ZerO Initialization: Initializing Neural Networks with only Zeros and Ones
This addresses the initialization problem in deep learning, offering a deterministic alternative to random weights, though it appears incremental as it builds on existing network architectures.
The authors tackled the challenge of selecting appropriate initial variance for deep neural networks by introducing ZerO, a deterministic initialization scheme using only zeros and ones, which achieved state-of-the-art performance on datasets like ImageNet with ResNet.
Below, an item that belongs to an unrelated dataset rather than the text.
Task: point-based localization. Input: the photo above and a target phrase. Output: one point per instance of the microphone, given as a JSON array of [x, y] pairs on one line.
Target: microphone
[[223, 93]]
Deep neural networks are usually initialized with random weights, with adequately selected initial variance to ensure stable signal propagation during training. However, selecting the appropriate variance becomes challenging especially as the number of layers grows. In this work, we replace random weight initialization with a fully deterministic initialization scheme, viz., ZerO, which initializes the weights of networks with only zeros and ones (up to a normalization factor), based on identity and Hadamard transforms. Through both theoretical and empirical studies, we demonstrate that ZerO is able to train networks without damaging their expressivity. Applying ZerO on ResNet achieves state-of-the-art performance on various datasets, including ImageNet, which suggests random weights may be unnecessary for network initialization. In addition, ZerO has many benefits, such as training ultra deep networks (without batch-normalization), exhibiting low-rank learning trajectories that result in low-rank and sparse solutions, and improving training reproducibility.